|MEA continues slow climb back to normal schedule
|Lebanon's national air carrier said Monday that it was working hard to resume more of its regular flight schedule as conditions improve after the reopening of Beirut's Rafik Hariri International Airport on August 17. "We are operating at less than 50 percent compared with business last year," Middle East Airlines chairman Mohammad Hout told The Daily Star.
"We are operating to all destinations that we go to but not with the frequency we used to. For example we have one daily flight to Paris instead of two."
Public Works and Transport Minister Mohammad Safadi said earlier that the airport would be fully operational this week, once all the runways hit by Israeli warplanes were repaired.
MEA flies direct to 15 destinations on three continents: Abidjan, Accra, Amman, Cairo, Dammam, Dubai, Frankfurt, Jeddah, Kano, Kuwait City, Lagos, Larnaca, London, Paris, and Riyadh. On Monday, four flights left from Beirut - bound for Cairo, Dubai, Kuwait City and Paris - but each landed for a 50-minute layover in Amman before heading for its final destination.
The Reuters news agency quoted a "senior industry source" as saying the layovers were the result of an Israeli demand that security checks be performed in Jordan. When asked asked why the planes were stopping in Amman, Hout said the airline was following orders issued by Lebanese Civil Aviation authorities. Asked if these were the product of Israeli pressure, he told The Daily Star: "I don't know. Maybe."
Hout would not comment on the extent of MEA's losses from the 34-day war, but he did say that the carrier had no plans to increase its fares.
MEA was one of the companies that had been pinning their hopes on a very good tourist season this year as officials from the Tourism Ministry projected more than 1.6 million visitors to come this summer.
Hout said the reduced schedule had more to do with decreased demand for travel to Lebanon than the company's ability to fly. After storing MEA planes in Amman and Damascus during the conflict, all planes have returned to Beirut and MEA is hoping to expand their routes further as time goes by.

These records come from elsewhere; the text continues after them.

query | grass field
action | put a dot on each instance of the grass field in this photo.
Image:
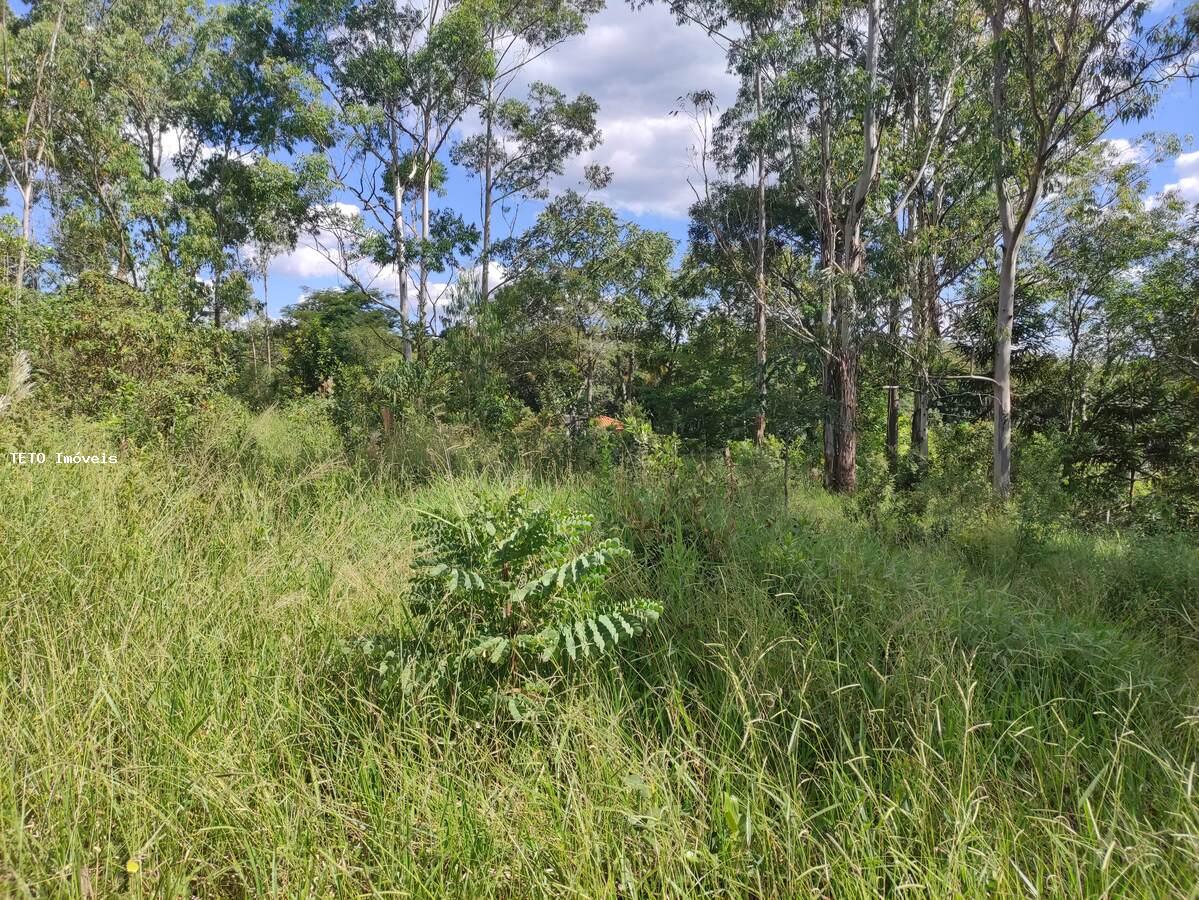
(819, 712)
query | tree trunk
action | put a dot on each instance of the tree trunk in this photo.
(760, 291)
(843, 364)
(423, 296)
(1001, 405)
(484, 277)
(397, 236)
(26, 235)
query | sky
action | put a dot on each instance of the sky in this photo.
(638, 65)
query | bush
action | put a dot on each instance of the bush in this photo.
(103, 350)
(505, 597)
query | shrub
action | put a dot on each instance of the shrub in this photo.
(104, 350)
(505, 596)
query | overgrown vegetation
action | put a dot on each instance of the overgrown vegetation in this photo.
(841, 543)
(821, 708)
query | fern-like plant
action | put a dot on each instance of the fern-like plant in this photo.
(512, 591)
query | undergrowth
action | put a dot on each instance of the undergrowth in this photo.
(821, 710)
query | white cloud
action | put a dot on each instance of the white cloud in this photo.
(637, 65)
(1187, 186)
(1122, 151)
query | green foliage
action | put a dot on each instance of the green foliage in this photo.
(516, 591)
(103, 350)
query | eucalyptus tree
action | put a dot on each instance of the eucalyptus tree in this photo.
(582, 270)
(1061, 72)
(933, 175)
(819, 85)
(31, 101)
(399, 77)
(522, 144)
(745, 143)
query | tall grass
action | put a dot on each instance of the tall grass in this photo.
(821, 711)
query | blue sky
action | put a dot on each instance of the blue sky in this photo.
(637, 65)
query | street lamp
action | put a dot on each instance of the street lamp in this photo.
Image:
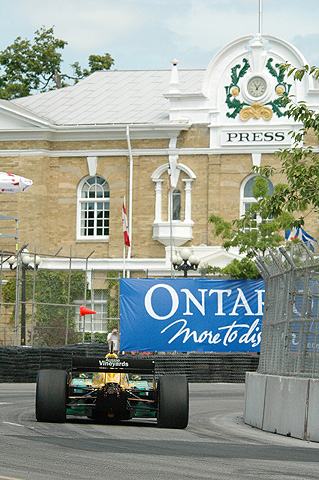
(23, 261)
(185, 261)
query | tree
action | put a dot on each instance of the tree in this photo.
(254, 233)
(300, 164)
(28, 68)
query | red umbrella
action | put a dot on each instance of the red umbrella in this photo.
(10, 183)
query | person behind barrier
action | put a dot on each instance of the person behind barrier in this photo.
(114, 337)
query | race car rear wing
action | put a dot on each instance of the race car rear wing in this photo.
(111, 364)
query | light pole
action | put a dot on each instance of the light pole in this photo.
(22, 262)
(185, 261)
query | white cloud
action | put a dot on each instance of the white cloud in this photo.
(149, 33)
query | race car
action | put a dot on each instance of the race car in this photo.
(111, 389)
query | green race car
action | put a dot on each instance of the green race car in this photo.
(112, 389)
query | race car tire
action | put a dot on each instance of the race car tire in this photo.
(173, 401)
(51, 395)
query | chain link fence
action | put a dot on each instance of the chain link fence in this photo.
(41, 307)
(290, 332)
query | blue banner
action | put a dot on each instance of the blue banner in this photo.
(189, 315)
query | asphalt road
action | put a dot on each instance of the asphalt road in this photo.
(215, 445)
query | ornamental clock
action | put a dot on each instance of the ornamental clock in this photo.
(256, 86)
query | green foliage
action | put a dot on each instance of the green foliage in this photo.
(254, 233)
(244, 268)
(299, 164)
(28, 67)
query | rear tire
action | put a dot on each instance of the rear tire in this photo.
(51, 395)
(173, 401)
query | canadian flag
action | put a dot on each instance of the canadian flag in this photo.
(125, 227)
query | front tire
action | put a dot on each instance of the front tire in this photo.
(173, 401)
(51, 395)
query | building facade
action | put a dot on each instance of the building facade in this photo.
(179, 145)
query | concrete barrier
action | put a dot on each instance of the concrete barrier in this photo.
(284, 405)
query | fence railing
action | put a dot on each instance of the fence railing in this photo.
(290, 332)
(41, 307)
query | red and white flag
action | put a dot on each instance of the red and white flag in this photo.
(125, 226)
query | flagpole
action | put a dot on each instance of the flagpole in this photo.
(126, 238)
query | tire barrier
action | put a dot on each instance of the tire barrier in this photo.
(21, 364)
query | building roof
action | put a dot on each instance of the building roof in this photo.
(112, 97)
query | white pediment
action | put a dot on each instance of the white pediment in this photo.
(240, 100)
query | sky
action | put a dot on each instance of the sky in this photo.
(148, 34)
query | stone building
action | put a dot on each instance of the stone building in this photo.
(177, 144)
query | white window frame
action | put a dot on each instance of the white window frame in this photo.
(248, 200)
(95, 200)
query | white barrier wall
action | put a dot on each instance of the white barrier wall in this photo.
(284, 405)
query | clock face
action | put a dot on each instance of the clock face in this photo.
(256, 86)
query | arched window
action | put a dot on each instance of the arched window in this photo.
(93, 208)
(247, 197)
(173, 209)
(177, 202)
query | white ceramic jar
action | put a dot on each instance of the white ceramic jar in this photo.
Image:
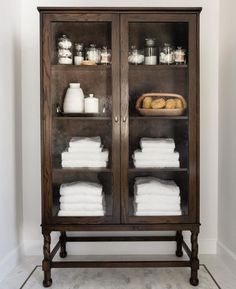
(91, 104)
(74, 99)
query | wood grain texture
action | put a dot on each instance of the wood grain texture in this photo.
(118, 86)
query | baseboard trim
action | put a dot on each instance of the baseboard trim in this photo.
(9, 262)
(206, 246)
(228, 257)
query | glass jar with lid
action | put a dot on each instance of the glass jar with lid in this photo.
(150, 52)
(93, 54)
(136, 56)
(167, 54)
(180, 55)
(65, 55)
(105, 55)
(79, 57)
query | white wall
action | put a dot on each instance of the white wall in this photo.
(31, 108)
(10, 145)
(227, 133)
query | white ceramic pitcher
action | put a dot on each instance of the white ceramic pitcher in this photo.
(74, 99)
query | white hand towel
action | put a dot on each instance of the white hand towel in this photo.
(86, 199)
(85, 149)
(158, 213)
(158, 150)
(81, 188)
(83, 156)
(85, 142)
(147, 199)
(156, 207)
(156, 164)
(157, 156)
(80, 213)
(84, 164)
(157, 143)
(81, 207)
(146, 182)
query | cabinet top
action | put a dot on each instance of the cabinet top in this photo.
(121, 9)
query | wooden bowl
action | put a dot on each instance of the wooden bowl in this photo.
(161, 111)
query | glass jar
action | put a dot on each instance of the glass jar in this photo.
(79, 57)
(65, 55)
(136, 56)
(180, 55)
(64, 42)
(150, 52)
(93, 54)
(167, 54)
(105, 55)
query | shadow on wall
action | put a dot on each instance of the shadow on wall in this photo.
(18, 139)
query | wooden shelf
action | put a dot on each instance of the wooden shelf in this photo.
(182, 117)
(82, 118)
(69, 67)
(137, 170)
(157, 67)
(85, 170)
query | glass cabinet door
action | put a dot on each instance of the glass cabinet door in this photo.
(81, 148)
(159, 148)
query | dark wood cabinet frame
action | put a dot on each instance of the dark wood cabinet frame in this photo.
(120, 120)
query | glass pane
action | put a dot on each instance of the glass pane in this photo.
(158, 143)
(82, 166)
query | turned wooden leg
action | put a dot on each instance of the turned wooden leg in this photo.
(47, 282)
(63, 252)
(194, 258)
(179, 242)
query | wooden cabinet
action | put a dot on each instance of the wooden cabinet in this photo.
(120, 126)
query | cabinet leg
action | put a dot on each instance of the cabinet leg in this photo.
(194, 258)
(47, 282)
(179, 242)
(63, 252)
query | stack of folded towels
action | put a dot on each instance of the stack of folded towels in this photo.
(85, 152)
(81, 199)
(156, 152)
(155, 197)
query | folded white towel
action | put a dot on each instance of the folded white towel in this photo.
(158, 150)
(89, 149)
(80, 213)
(157, 143)
(86, 199)
(158, 213)
(156, 164)
(84, 164)
(158, 199)
(81, 207)
(157, 156)
(85, 142)
(140, 207)
(85, 156)
(81, 188)
(155, 186)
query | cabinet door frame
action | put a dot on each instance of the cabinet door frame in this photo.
(46, 115)
(193, 128)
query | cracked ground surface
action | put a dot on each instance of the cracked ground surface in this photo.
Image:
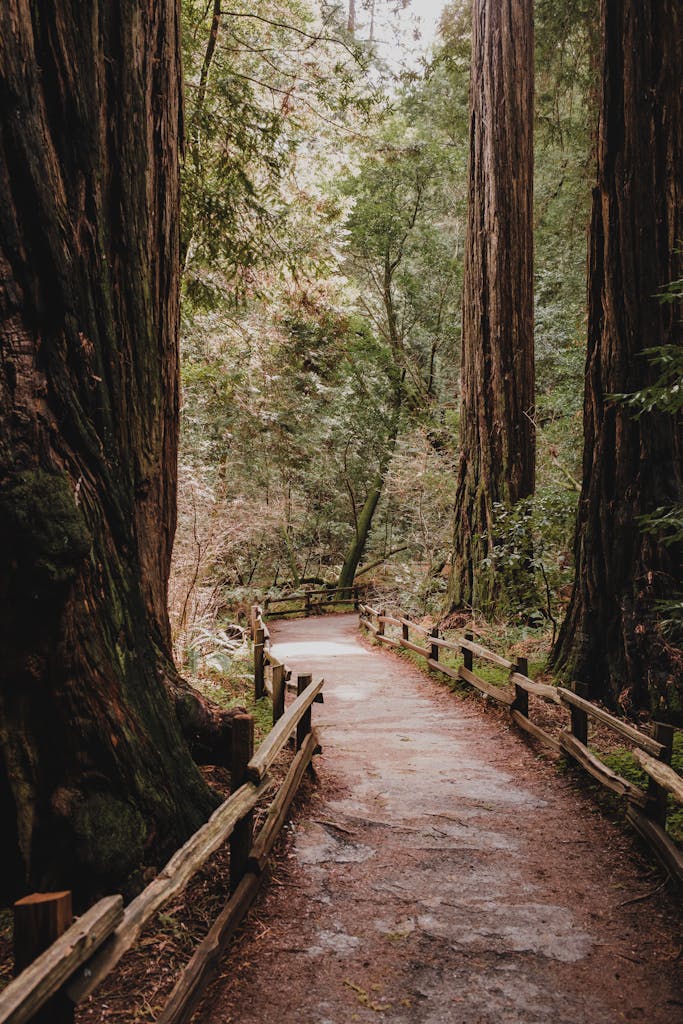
(440, 871)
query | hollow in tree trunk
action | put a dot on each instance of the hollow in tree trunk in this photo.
(95, 774)
(497, 435)
(632, 466)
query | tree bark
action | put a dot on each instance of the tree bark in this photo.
(497, 435)
(95, 775)
(632, 466)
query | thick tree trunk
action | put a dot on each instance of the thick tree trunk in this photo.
(95, 775)
(631, 466)
(498, 445)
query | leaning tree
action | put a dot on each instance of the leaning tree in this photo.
(497, 435)
(96, 773)
(632, 464)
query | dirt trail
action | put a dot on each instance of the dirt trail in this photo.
(441, 872)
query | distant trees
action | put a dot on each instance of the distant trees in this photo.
(497, 432)
(95, 772)
(632, 463)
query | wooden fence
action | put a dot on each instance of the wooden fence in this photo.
(311, 602)
(646, 809)
(81, 954)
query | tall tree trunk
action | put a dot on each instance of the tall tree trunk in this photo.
(631, 466)
(365, 518)
(95, 775)
(359, 540)
(350, 24)
(498, 444)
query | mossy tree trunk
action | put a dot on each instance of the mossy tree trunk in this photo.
(95, 774)
(632, 466)
(497, 434)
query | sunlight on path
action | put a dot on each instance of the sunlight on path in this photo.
(439, 872)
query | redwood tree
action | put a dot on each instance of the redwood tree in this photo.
(95, 774)
(632, 466)
(497, 436)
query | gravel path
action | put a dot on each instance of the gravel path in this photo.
(441, 872)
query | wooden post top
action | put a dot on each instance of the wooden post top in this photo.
(43, 898)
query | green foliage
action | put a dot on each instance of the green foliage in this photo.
(623, 761)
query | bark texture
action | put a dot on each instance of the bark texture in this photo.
(95, 774)
(631, 466)
(497, 435)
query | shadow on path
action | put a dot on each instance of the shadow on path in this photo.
(441, 872)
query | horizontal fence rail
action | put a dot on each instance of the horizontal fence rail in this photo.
(311, 602)
(77, 963)
(646, 810)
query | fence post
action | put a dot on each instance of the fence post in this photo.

"I don't think there is demand to fly to Beirut. However this all depends on the future," Hout said. "If it is stable, it will be easy, although it will take some time to regain full operation. If it is not stable there will not be a demand and we will not increase our routes."
On Tuesday, MEA expects eight planes to depart from Beirut and hopes that even more will fly in the coming days. Before the war broke out, more than 36 foreign airlines used the airport. As of Monday, British Airways, Emirates and Gulf Airways has announced plans to resume service.